Members of the public filled
flooded
the boardroom Monday to urge politicians to reconsider the budget. The Service Employees International Union Local 721 wanted a retention bonus to be offered to more healthcare workers working in prisons. Health advocates wanted more money to treat sexually transmitted diseases, noting worrying increases
HIV and
syphilis. Most who showed up pleaded for less money to go to sheriff’s and probation departments.
This budget recognizes that there are serious problems with sheriff violence and prison conditions, he said
Ivette Al Ferlito
, executive director of La Defensa. But instead of investing in the care and freedom of the survivors, you throw more money at the department that commits these atrocities. This is lipstick on a pig.
As she spoke, lawyers in the crowd held signs with headstones on them representing the 24 people who have died in custody since the beginning of the year, about 1 a week.
Tennell Crook
,
held a sign with a tombstone and ’15’. The number stood for her son, Kamren Lee Nettles, who said she was the 15th person to die in prisons this year.
I don’t know what it would take to close that prison, she said standing in front of the sign wearing a shirt with her son’s face on it. How many people actually have to die?

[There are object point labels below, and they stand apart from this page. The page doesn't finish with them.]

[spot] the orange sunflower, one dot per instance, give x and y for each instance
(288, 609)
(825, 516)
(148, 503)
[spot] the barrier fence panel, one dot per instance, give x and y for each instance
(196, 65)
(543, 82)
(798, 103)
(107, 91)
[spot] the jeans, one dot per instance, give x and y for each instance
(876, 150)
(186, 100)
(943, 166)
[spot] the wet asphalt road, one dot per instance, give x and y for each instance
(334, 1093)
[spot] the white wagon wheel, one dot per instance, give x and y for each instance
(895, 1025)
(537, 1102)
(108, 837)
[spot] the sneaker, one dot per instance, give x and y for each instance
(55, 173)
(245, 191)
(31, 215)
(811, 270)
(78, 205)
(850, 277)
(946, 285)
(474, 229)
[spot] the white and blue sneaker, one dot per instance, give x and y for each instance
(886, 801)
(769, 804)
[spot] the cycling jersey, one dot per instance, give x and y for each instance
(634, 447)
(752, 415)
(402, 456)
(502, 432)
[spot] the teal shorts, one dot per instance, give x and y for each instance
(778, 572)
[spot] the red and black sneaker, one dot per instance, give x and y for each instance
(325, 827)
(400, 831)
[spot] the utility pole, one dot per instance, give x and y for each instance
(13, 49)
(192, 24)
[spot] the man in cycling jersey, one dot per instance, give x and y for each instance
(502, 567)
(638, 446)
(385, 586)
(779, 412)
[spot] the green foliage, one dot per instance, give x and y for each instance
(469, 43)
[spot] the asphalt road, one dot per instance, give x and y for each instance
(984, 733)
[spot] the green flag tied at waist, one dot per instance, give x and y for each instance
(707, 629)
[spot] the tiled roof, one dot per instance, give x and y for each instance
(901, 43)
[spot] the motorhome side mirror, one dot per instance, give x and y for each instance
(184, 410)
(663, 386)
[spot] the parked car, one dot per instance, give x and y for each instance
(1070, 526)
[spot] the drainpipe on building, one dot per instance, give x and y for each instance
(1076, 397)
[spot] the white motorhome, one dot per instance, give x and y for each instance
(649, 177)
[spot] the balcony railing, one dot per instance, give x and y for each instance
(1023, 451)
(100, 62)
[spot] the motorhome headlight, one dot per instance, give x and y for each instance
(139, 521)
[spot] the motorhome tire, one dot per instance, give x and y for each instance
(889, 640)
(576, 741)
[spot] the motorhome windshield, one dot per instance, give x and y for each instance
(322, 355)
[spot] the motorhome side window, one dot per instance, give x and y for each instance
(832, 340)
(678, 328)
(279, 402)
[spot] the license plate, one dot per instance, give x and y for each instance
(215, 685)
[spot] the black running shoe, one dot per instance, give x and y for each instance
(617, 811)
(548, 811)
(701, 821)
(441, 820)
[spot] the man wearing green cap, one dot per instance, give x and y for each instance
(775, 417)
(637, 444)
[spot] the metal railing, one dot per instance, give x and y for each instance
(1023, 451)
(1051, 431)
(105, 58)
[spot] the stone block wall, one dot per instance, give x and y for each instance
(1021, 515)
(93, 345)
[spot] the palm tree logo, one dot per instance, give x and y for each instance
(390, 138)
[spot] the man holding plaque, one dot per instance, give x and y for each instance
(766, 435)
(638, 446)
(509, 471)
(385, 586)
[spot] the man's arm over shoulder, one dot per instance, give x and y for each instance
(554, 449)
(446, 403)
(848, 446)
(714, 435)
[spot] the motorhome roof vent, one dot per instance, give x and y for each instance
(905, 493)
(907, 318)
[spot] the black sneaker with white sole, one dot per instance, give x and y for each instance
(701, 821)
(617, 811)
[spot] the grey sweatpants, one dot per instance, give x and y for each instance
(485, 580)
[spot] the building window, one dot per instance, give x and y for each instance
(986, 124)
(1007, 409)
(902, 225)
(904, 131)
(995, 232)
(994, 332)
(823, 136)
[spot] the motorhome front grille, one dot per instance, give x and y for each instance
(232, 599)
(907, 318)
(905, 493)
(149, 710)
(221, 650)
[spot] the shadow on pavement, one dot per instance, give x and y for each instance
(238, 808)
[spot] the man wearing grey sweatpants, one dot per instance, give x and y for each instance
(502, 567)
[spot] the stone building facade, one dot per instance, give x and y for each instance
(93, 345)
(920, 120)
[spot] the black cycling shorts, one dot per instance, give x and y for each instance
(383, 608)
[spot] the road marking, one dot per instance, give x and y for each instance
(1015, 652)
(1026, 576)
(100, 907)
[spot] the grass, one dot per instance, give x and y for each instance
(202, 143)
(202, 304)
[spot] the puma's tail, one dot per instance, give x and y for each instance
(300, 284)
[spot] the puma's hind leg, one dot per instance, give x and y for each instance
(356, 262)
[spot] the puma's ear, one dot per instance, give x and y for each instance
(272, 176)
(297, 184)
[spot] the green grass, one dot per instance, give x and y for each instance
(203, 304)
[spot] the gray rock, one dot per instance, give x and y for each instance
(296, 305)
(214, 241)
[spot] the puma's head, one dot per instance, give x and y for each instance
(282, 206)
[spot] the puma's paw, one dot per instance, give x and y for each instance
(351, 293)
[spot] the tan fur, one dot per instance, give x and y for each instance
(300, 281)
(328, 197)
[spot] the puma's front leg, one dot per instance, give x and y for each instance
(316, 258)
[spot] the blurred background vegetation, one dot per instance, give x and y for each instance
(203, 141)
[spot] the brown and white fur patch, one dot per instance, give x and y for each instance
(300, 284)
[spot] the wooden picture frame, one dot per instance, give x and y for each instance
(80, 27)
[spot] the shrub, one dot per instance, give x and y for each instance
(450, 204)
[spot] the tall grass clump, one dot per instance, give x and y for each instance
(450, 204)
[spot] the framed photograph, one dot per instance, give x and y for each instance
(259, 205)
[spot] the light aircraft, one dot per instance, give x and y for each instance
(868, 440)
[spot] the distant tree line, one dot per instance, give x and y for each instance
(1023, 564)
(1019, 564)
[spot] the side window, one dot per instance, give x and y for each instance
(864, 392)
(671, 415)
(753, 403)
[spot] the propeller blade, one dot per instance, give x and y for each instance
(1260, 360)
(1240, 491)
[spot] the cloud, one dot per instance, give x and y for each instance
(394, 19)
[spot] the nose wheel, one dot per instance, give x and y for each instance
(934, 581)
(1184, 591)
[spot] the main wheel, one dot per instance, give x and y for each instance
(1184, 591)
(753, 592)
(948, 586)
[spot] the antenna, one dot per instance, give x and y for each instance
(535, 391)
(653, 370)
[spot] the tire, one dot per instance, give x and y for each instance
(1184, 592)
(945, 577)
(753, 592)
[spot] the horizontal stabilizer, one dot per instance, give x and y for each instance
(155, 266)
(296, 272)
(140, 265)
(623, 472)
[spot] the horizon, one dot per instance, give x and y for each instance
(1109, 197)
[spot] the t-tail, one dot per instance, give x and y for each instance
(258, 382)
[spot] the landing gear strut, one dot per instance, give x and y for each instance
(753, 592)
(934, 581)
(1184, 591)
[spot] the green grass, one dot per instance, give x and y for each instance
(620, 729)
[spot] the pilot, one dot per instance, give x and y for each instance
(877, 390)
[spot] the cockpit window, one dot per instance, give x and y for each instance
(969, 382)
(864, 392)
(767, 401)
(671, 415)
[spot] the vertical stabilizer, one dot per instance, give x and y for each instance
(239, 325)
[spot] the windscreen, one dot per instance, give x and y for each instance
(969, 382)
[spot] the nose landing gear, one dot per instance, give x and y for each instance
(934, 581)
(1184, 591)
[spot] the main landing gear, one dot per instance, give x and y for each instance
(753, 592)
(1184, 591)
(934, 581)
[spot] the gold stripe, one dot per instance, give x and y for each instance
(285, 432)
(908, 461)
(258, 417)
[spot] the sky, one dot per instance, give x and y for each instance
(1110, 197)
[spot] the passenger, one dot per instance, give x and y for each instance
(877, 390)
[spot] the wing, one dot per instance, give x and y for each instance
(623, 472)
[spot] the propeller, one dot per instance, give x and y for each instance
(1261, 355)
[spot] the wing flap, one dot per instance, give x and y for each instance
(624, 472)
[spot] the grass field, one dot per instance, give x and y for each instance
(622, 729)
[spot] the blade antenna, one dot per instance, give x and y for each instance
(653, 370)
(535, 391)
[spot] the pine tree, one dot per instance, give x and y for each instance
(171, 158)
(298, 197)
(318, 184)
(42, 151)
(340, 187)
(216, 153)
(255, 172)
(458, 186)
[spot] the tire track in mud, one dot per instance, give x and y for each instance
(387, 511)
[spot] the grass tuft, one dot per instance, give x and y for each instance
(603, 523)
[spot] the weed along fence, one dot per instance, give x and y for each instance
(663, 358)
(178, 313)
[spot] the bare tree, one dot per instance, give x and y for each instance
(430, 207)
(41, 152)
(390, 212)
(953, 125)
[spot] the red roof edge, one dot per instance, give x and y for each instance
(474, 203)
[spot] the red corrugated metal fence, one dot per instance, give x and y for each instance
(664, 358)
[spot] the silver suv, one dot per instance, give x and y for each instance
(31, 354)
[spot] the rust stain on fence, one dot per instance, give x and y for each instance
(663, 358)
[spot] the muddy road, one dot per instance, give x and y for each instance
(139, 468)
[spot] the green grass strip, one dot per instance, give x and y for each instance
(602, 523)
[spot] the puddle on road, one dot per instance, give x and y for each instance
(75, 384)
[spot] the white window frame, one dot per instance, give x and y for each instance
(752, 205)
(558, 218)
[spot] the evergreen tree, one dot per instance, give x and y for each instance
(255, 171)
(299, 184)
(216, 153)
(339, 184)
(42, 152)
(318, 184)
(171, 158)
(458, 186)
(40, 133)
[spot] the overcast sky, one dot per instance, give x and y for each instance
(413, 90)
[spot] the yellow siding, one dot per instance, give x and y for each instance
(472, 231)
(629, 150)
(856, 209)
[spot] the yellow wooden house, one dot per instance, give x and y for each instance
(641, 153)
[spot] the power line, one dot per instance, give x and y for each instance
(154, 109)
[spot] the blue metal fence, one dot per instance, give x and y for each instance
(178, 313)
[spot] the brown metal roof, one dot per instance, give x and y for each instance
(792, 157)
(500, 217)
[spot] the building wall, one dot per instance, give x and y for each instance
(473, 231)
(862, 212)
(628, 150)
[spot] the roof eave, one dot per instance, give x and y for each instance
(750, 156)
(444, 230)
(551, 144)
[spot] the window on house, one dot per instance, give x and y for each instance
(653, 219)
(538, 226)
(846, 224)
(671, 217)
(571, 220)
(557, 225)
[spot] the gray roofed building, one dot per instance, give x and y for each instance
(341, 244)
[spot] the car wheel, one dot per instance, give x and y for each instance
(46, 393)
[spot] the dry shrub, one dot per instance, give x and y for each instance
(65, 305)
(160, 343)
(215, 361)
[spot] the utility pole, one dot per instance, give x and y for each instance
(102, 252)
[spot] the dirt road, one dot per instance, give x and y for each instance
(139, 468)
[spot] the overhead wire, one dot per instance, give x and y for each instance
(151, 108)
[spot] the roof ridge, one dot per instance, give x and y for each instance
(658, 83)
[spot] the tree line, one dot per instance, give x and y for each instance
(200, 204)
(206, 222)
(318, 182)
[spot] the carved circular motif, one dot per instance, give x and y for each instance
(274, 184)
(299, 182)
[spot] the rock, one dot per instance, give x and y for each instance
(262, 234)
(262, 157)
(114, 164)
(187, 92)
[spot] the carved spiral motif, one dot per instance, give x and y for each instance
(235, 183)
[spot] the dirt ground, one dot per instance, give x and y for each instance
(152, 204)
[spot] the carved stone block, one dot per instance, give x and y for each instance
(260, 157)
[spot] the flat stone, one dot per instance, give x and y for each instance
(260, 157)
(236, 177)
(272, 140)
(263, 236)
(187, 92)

She said it was not yet clear from an autopsy how he died. The next person to enter her son’s cell at Mens Central Prison after his death was given a blanket with her son’s blood, Crook said.
The regulators have vowed for years to close the Men’s Central Jail.
Khadijah Shabazz
, who was at a rally outside the Hall of Administration to protest the sheriff’s department budget, said she also had loved ones affected by the prison crisis. Her cousin has been in Men’s Central Jail for about eight months, she said, and was not getting the mental health care he needed.
The money should go to helping mental health, closing this prison, Shabazz said. Locking someone up in the men’s prison doesn’t help. If it helped, if I could see any benefit in it, I wouldn’t be here today.”
Times staff writer Keri Blakinger contributed to this report.